When I was a kid, it blew my mind to think that there was a time that my parents didn’t even know each other. After all, I’d always known them as my family. When I got older, I heard the whole story of how they met, dated, got married and had kids. But it still amazes me to think that they used to be strangers! How is it that people can go from not knowing each other to not being able to live apart?
Of course, when I was younger, I got to thinking about what would have happened if my parents had never met. Would I still be around, but part of a different family? Would I exist at all?
Instead of going further down this rabbit hole, let’s get back to the central question of why people date. I suppose it’s partially human nature, or at least it’s our culture. We’re raised expecting to date, although of course dating itself has certainly changed since our grandparents’ and even our parents’ time.
In any case, it’s a far cry from the arranged marriages which were often the norm – and still are in some cultures.
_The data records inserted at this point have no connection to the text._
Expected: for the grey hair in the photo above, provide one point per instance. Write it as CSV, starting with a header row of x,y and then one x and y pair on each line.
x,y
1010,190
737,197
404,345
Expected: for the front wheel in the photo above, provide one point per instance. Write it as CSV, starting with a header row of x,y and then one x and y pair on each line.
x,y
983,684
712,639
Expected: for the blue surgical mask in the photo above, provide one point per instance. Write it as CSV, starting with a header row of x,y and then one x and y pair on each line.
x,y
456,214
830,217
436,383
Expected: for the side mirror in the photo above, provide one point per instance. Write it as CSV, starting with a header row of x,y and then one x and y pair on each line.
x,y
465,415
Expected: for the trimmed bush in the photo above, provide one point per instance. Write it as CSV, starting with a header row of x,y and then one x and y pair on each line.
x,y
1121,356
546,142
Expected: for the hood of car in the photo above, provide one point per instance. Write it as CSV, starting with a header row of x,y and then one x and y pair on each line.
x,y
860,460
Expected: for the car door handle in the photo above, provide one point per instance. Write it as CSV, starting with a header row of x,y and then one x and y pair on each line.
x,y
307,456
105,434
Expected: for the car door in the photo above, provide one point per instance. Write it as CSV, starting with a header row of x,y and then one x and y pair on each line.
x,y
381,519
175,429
Still, dating is a weird idea no matter how you slice it. OK, honestly, the reason that we date is to get to know each other. You talk, learn their goals, their likes and dislikes, etc. There are a lot of times when you’re dating someone that you find yourself trying to anticipate the future – at least if you have a goal in mind for dating rather than dating being an end in itself.
Some of us date just for fun. We’re looking for some companionship and fun. Someone to grab dinner or a movie with, do dancing with, have a drink with and chat. Other people are looking for a committed relationship and will be disappointed if the other person wants to keep things casual. We all have different standards and something that wouldn’t be a problem for me at all could be a deal breaker for someone else.
When we’re dating someone, we tend to think back about people we’ve dated in the past. Not to compare them against each other, necessarily, but we’ve all wondered where some of our relationships might have gone if they hadn’t ended. I’ve done it, I’ll admit it. I saw potential in some guys which may not have been there because I wanted things to work out between us, then realized I’d been wrong. That’s the problem a lot of people have with dating. We’re more concerned about what we think or want to happen rather than what’s really going on.
Best date I’ve ever had? Not a real date! We were just hanging out, talking, having a bite to eat and getting to know each other without the pressure or expectations of a “date.” The end result was a more comfortable and enjoyable time than any I’ve ever had on a formal date. In fact, we also learned more about each other than we would have if we had an agenda for the night.
We date to meet people, to learn more about them, to find out if we like them, sometimes we date just to make friends. We also date to find serious, long term companions and partners that we build a life with. It’s probably not going to be the first person you date, but just like your first date, you’ll never forget the last person that you start dating before you decide to stop dating and settle down.